Second, the demographics underlying the rise of white hate: it’s been recently recognized that rust-belt economic distress doesn’t really explain resurgent right-wing racism.  Population shifts are likely a more powerful driver.  In 2017, the white population declined, and actually dropped below 50% for the 0-10 age group.  Both of these things are new, but they are expected to last.
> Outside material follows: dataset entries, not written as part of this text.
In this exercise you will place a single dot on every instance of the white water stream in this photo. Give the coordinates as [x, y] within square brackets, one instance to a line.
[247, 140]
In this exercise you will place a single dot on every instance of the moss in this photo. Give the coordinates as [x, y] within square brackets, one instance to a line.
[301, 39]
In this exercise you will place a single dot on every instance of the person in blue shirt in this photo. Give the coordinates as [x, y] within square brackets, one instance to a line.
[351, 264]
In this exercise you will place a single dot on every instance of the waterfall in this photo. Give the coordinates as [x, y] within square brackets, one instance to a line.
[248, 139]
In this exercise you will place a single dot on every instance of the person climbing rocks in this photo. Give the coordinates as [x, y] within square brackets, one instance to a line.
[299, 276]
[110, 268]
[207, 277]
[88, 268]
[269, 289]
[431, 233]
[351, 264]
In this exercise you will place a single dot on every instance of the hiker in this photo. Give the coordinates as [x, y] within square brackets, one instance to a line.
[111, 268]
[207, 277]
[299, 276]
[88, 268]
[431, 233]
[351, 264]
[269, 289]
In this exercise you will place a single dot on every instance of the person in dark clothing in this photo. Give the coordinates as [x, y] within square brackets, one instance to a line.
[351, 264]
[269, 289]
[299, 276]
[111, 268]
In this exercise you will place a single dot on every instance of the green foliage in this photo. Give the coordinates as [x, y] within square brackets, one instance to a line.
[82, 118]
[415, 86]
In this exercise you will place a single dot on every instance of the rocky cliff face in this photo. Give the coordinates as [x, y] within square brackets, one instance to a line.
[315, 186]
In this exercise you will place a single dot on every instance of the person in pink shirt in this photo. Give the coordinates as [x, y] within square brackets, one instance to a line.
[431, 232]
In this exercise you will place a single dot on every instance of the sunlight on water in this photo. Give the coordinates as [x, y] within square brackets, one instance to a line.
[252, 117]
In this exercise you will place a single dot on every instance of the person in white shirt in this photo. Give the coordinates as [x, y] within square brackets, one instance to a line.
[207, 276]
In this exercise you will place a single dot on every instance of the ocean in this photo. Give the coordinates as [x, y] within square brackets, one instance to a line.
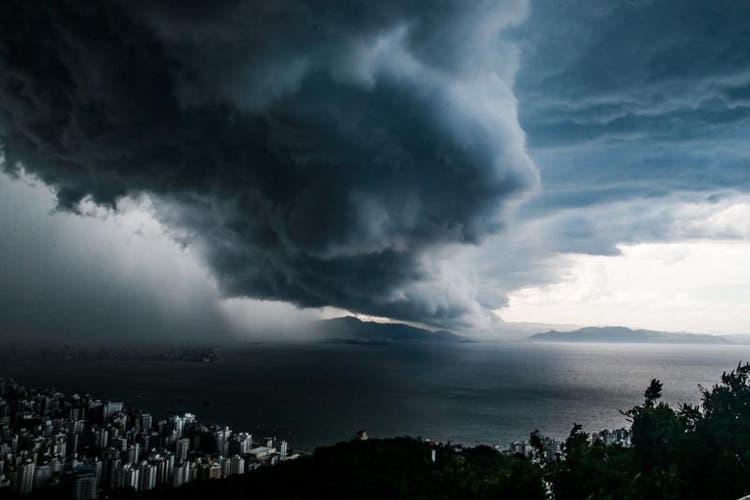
[317, 394]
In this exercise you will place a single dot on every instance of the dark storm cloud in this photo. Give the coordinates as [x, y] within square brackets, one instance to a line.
[635, 99]
[314, 154]
[630, 69]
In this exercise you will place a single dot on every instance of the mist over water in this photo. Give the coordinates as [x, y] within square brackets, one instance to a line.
[315, 394]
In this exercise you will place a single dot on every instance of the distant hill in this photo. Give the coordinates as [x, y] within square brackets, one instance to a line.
[623, 334]
[352, 330]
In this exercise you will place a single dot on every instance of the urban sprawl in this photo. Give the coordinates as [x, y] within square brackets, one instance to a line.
[86, 446]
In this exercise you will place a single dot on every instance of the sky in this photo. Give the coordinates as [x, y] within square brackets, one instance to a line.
[241, 169]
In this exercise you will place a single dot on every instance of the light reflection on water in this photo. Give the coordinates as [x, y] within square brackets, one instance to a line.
[471, 393]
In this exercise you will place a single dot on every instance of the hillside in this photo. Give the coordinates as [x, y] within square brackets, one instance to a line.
[614, 334]
[351, 329]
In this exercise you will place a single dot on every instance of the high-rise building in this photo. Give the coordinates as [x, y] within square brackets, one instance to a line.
[131, 477]
[84, 484]
[148, 476]
[25, 475]
[237, 465]
[182, 448]
[42, 476]
[146, 421]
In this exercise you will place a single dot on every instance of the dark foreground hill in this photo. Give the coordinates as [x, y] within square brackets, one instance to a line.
[689, 452]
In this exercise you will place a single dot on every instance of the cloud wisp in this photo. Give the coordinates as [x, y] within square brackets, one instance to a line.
[308, 155]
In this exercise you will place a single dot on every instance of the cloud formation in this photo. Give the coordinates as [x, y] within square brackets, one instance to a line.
[318, 156]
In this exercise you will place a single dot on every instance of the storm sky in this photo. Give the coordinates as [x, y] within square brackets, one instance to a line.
[183, 170]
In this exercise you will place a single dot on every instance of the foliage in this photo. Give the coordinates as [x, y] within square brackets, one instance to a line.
[691, 452]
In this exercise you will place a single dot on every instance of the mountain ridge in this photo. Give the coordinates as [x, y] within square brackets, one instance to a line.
[622, 334]
[349, 329]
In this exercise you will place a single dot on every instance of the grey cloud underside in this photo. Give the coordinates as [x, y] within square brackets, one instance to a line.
[313, 155]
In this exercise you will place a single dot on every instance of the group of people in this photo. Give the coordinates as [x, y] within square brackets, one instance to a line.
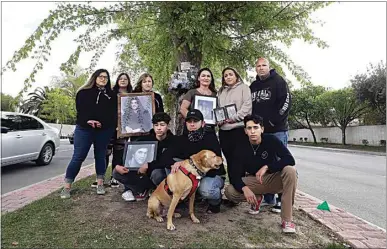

They scare white racists, and it isn’t surprising that they feature prominently in alt-right propaganda.  If your race defines your identity and your life is a glorious racial struggle, these numbers mean you’re inevitably going to lose.

Third, the demographics underlying polarization: this is where we get beyond recent headlines, and a little wonky.  As societies go from poor to rich, they pass through a “demographic transition.”  Grossly oversimplified, this is a progression from (1) high birth rates and high mortality, and thus low population growth; then (2) to high birth rates low mortality, as advances in economics and health care improve survival rates, leading to high population growth; then (3) to slower birth rates as societies adjust to later stages of development, resulting in a return to low population growth.  Some demographers find that the second phase of the transition corresponds to an explosion of democracy, with younger, urbanizing populations rebelling against an established order.  They suggest that the third phase of the transition represents a “mature” phase of democracy, as older populations settle into more established methods of political participation.

Other demographers paint a direr picture, arguing that at a certain level of overpopulation, liberal democracy will cease to function altogether.

I wonder whether right now we have “phase 2” – i.e., growing younger urbanite — and “phase 3” – i.e., stagnating older rural – types of democracy going on at the same time, in different regions and different cultures.  It follows that they will obey different norms, respond to different messages, and generally distrust one another.  A recipe for polarization.

Nate Cohn’s “538” piece this week illustrates how these dynamics played out in the Texas Senate race.  The five fastest-growing counties in Texas broke solidly for O’Rourke — with unprecedentedly high turnout — making the overall race more competitive than any in recent memory.  In contrast, Texas’ far-flung rural counties are demographically stagnant, with comparatively lower voter turnout increases.  The slower-growing the county, the stronger its preference for Cruz.  Cohn, the ruthless demographer, draws the lesson that in future Democrats can essentially write off rural voters and simply let urbanites disenfranchise them over time.

I look to the character of our democracy and draw a different conclusion – partly from Beto’s campaign, but partly from my own family.  My father’s line hails from a ranch in Knickerbocker Texas, in Tom Green County, where some of my cousins still live.  The county is conservative, but my cousins are a complicated, heterogeneous lot, as are most people if you actually get to know them.  In 2012, Democrats won just 25% of Tom Green County’s vote.  This year, O’Rourke did not write off rural Texas – he campaigned in every county, speaking to all kinds of voters statewide.  As a result, his showing in Tom Green County improved to 28%, and his results across rural Texas improved incrementally was well.   I’d argue that Beto’s near-success is not just because he ran up the score in Austin and Houston, but that he inched it up in San Angelo and Big Spring too.

It’s not just O’Rourke.  Congresswoman-elect Lauren Underwood, a 32-year-old African-American, won Dennis Hastert’s old seat in Illinois by knocking on every door in her district, over 80% of which is white.  “People who hadn’t been spoken to in ten years,” she said in an interview.

My point is that, for our democracy to revive, we should listen to Beto and Lauren, and reject Nate, understanding our demographics but not allowing them to control us.  We should broaden our efforts, not compartmentalize them.  Unless we keep dialogue and deliberation at the center, our electoral process will simply devolve into a quadrennial census — you could call it a “demogracy” — and polarization and hatred will be our just reward.